Recent weeks saw Sheffield more closely resembling Hollywood as parts of the city were taken over by film crews, as shooting got underway on a new series to air on Netflix. Teen skating drama “Zero Chill” employed city streets, with catering trucks appearing on Norfolk Road and filming taking place in the adjacent Cholera Monument Grounds and Clay Wood. As is only to be expected for an ice skating drama Pad Two at iceSheffield was transformed into the fictional Hammerstrom Ice Hockey Academy for the show, which Netflix says features a fully skating cast and is being shot in a ‘fluid camera style’ to make the audience feel like they are actually sharing the ice with the characters.
With filming expected to continue until late March, and the production involving a 100 locally based supporting artists, extras as well and cast and crew who are being housed in local hotels and apartments, the production represents a significant investment into the city.
But this is far from the first time that Sheffield and its distinctive architecture and landmark buildings have been used in blockbusting productions. In fact Sheffield prides itself on being a film friendly city, with Sheffield City Council actively promoting the area as a film-friendly destination, a heritage and culture-rich location, working with partners such as Screen Yorkshire and South Yorkshire Filmmakers Network to attract film makers.
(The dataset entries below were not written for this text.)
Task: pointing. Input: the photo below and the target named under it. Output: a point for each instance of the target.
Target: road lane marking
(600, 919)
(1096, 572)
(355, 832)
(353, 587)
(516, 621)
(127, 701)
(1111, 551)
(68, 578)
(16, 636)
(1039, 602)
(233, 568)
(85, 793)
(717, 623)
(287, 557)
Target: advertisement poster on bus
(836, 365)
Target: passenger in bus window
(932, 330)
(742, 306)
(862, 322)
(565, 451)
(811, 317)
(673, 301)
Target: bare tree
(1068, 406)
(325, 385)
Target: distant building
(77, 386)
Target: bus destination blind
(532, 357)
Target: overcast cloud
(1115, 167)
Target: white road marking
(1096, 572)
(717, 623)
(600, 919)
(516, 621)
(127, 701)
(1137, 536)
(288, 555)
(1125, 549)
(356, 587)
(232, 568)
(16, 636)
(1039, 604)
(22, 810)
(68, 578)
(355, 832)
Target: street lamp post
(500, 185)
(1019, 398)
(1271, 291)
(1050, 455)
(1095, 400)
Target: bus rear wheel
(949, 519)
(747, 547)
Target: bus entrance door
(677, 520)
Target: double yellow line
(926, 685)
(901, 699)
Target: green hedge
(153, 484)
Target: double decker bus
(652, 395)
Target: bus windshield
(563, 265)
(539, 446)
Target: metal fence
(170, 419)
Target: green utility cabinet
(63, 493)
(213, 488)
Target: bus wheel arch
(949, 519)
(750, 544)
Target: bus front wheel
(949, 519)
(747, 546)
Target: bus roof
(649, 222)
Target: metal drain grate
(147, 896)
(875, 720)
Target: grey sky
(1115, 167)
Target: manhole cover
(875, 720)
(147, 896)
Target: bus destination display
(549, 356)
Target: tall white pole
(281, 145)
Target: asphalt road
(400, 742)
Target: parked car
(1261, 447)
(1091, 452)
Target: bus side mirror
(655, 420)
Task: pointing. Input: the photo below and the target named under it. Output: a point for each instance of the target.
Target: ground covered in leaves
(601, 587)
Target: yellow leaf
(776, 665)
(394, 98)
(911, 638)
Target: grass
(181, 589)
Built on seven hills, and one of the greenest places in the UK Sheffield provides film makers with a showcase for the Peak District National Park together with a vibrant and evolving urban centre that includes award winning public spaces, brutalist architecture, heritage landmarks and innovative modern buildings.
The latest incarnation of the iconic traveller in space and time, Doctor Who swapped London and Cardiff for the Steel City, with the Grade II* listed Park Hill Estate just one of the city’s landmarks being used as a filming location. The building was also a significant location in the award winning productions “This is England 88” and “This is England 90”, spin offs from gritty British drama “This is England” (2006).
Sheffield has doubled for Belfast in thriller “’71” (2014) starring Jack O’Connell, who didn’t have to travel far from his home town of Derby, and Croydon in “How to Talk to Girls at Parties“ (2017) which starred Hollywood royalty Nicole Kidman.
The film version of Alan Bennett’s play “The History Boys” (2006) was set and filmed in Sheffield, as was satirical comedy “Four Lions” (2010) and “When Saturday Comes” (1996) features one of the city’s most famous sons Sean Bean, who portrays a drunken Sheffield brewery worker who gets picked up for a local non-league football team before being scouted by Sheffield United.
And last but not least, Sheffield itself is as much of a character as Gaz, Dave or Lomper in the hugely successful and much loved “The Full Monty” (1997), so much so that the premiere was quite rightly hosted in the city.